Rien d’étonnant, m’avouerez-vous pour une journée de plein été, de février. Si ce n’était cette récurrence quasi prévisible qui donne au pays des allures de forêt équatoriale plutôt que de paradis tropical. Des phénomènes qui, aux yeux des climatologues n’ont rien d’étonnant. Il fait plus chaud. Le cycle évaporation-précipitation s’accélère. L’Europe a elle aussi connu son lot d’inondations. Des pluies récurrentes sont à prévoir sur toute la planète.

Selon une étude publiée par la revue Climate le 29 janvier, dans le scénario le plus optimiste, les dommages causés par les débordements de cours d’eau en Europe vont plus que doubler, à environ 15 milliards d’euros par an, selon les chercheurs. Et le nombre de personnes affectées par les inondations augmenterait de 86 %, soit environ 650 000 personnes par an. Mais en cas de hausse des températures de 3 °C, les dommages monteraient de 145 % à environ 17 milliards d’euros par an et 780 000 personnes seraient touchées (+ 123 %).

Ici, pas de chercheurs pour chiffrer l’impact des pluies actuelles. Encore moins de chercheurs pour émettre des prévisions. Les Mauriciens épongent leurs maisons en silence, sachant ou ne sachant pas qu’ils pourraient être deux fois plus nombreux à le faire dans les prochaines années. Entretemps, les assurances habitation pour les Mauriciens se recalculent aussi au fil des inondations à répétition. La faute, il est vrai en partie aux drains fantômes et à un mode de gestion défini par l’abandon et le moindre coût. Les pluies demeurent, pour leur part, réelles et répétitives. La destruction durable qui échappe pour l’heure aux statistiques mais pèse sur le capital économique des individus directement impactés par la détérioration de leurs biens.

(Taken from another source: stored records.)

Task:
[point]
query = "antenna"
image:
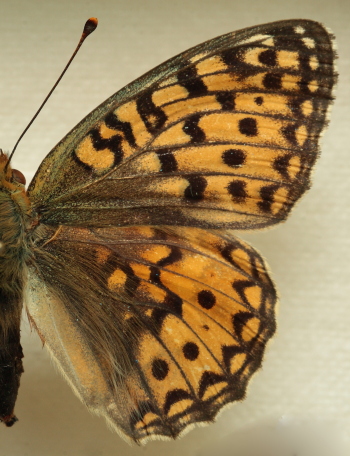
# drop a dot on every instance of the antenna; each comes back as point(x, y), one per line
point(89, 27)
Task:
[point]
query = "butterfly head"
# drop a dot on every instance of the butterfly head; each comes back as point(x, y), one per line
point(10, 178)
point(14, 207)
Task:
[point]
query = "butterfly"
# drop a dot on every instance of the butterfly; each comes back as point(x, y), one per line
point(120, 249)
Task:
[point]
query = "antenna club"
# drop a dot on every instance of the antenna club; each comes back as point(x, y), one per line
point(90, 26)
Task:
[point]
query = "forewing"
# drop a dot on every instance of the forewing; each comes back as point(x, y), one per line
point(155, 328)
point(223, 135)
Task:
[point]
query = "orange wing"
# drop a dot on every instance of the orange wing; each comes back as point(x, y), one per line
point(154, 328)
point(223, 135)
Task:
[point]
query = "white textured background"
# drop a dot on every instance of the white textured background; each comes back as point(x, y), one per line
point(299, 403)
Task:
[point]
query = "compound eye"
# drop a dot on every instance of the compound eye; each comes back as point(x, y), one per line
point(18, 177)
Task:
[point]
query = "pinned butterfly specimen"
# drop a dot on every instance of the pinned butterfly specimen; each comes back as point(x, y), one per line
point(155, 313)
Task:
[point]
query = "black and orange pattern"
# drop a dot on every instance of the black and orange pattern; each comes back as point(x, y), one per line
point(163, 316)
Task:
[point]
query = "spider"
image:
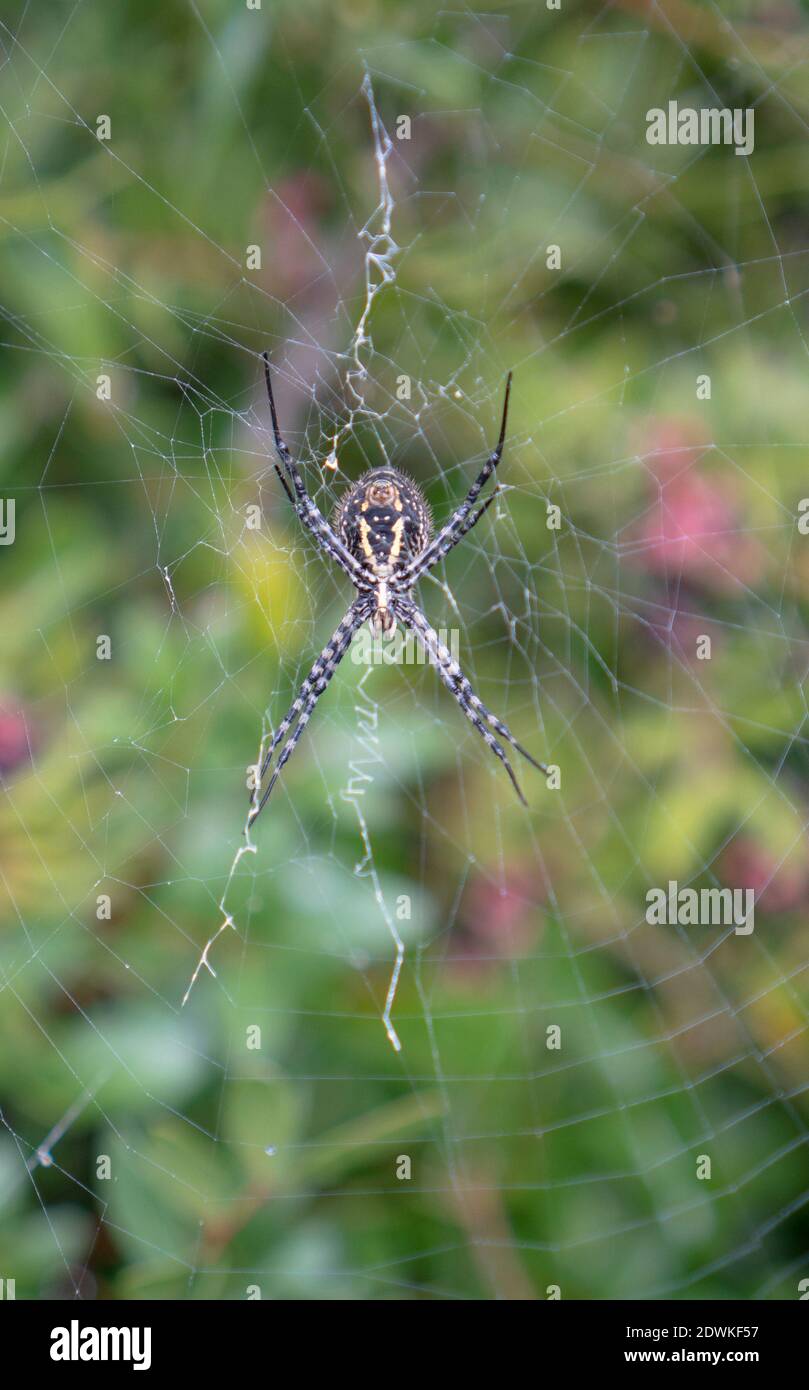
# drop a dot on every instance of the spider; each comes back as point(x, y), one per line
point(381, 535)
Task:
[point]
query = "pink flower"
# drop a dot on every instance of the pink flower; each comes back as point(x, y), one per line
point(694, 526)
point(14, 741)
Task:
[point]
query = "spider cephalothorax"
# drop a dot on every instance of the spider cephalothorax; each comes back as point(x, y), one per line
point(384, 521)
point(382, 538)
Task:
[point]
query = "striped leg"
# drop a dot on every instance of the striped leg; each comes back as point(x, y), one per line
point(307, 697)
point(307, 512)
point(451, 534)
point(456, 681)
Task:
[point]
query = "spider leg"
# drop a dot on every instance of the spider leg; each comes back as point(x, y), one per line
point(451, 534)
point(473, 706)
point(307, 697)
point(307, 512)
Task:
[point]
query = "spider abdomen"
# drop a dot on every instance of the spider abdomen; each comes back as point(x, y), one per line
point(384, 521)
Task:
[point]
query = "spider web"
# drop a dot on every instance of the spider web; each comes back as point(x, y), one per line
point(198, 1093)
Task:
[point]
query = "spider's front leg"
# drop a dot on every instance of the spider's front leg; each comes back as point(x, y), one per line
point(306, 508)
point(459, 685)
point(460, 521)
point(307, 697)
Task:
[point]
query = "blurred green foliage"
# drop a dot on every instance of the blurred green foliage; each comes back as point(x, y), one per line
point(275, 1166)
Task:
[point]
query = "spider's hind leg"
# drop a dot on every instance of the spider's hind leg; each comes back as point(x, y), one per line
point(473, 706)
point(302, 706)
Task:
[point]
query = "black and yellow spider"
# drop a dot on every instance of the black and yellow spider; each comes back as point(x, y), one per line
point(382, 538)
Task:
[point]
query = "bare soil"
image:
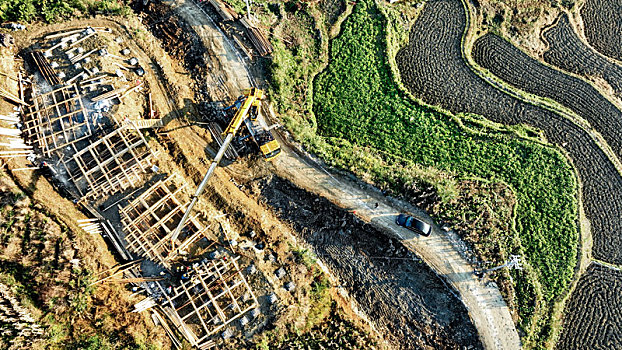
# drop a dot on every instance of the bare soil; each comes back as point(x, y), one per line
point(408, 302)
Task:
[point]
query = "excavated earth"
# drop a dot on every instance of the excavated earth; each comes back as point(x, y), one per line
point(406, 300)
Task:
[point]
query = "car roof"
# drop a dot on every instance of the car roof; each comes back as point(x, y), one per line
point(420, 225)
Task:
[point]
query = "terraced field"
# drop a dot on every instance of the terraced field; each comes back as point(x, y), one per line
point(365, 107)
point(603, 26)
point(598, 325)
point(433, 69)
point(568, 52)
point(515, 67)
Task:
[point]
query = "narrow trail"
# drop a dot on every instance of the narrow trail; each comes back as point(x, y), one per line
point(440, 251)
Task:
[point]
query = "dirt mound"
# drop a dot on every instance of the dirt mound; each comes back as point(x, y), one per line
point(405, 299)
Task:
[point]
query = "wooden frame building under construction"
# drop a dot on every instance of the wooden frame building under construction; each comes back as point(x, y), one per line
point(150, 220)
point(111, 164)
point(57, 119)
point(215, 295)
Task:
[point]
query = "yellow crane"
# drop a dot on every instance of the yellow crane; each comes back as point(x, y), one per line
point(250, 103)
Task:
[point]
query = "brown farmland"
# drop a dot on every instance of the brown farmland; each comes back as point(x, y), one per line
point(597, 326)
point(515, 67)
point(433, 69)
point(603, 26)
point(568, 52)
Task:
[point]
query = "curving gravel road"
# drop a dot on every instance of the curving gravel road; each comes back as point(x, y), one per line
point(440, 251)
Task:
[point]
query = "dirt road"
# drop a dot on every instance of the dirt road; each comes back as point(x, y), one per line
point(440, 251)
point(230, 76)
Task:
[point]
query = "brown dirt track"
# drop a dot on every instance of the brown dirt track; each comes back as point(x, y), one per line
point(392, 285)
point(597, 326)
point(568, 52)
point(603, 26)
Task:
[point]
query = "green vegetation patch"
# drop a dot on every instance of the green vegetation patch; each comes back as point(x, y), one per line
point(357, 101)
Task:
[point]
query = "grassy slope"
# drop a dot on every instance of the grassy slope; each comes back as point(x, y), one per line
point(357, 100)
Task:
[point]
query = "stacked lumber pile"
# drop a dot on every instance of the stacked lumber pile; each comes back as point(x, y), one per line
point(257, 38)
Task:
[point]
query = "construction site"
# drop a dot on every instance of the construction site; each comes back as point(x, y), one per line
point(159, 132)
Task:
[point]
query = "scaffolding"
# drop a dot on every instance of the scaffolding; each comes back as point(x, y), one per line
point(215, 295)
point(57, 119)
point(111, 164)
point(150, 220)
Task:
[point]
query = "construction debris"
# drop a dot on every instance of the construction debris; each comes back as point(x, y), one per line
point(111, 164)
point(257, 38)
point(150, 219)
point(212, 298)
point(6, 40)
point(57, 119)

Dans les milieux dirigeants, on relativise. Cet été raté n’est que circonstanciel. Le temps ne se commande pas, tout juste se prédit-il, et encore ce n’est pas une science exacte. Dans un monde de développement tous azimuts, regarder le ciel est presque signe de mauvaise foi. Alors on continue à faire nos modèles comme si de rien n’était. Ou plutôt les yeux rivés sur deux chiffres : la croissance et le benchmark. La croissance étant, pour sa part, le rêve futur. Le rêve que les problèmes de pauvres se règleront par l’augmentation spontanée des ressources, épuisables ou pas. Et le benchmark : que le rêve passé se reproduise, quand bien même il serait construit sur des modèles qui n’existent déjà plus, faute de ressources naturelles pour les soutenir. Nous tentons de rattraper un niveau de bien-être économique auquel les pays qui l’ont atteint ont euxmêmes grand-peine à s’en détacher.

C’est dans ce contexte surréaliste que nous appelons le paradigme économique dominant. Difficile d’y échapper puisqu’effectivement de par sa dominance, il use de toutes les ficelles de la domination pour perdurer. Avec l’aide des structures dominantes actuelles que sont les alliances entre les politiques et les leaders économiques.

Le monde cherche une alternative à ce modèle, sans l’avoir trouvé. Le discours change cependant. Le 22 février dernier, les fonctionnaires de l’Union européenne ont entendu un discours de Federico Demaria, un expert de la décroissance, dans un contexte de préparation à ce nouvel ordre économique et écologique. Signe que le discours jusqu’alors périphérique gagne les institutions à petits pas.

Le rythme des changements climatiques étant plus rapide que celui du changement de discours, il est possible que les Mauriciens aient à prendre eux-mêmes la responsabilité d’adapter leur mode de vie aux circonstances avant que le leadership les y ait préparés.

Le projet Maurice île durable a été avalé en une bouchée. Celui du Mauricien durable reste à se construire, avec ou sans le leadership visionnaire.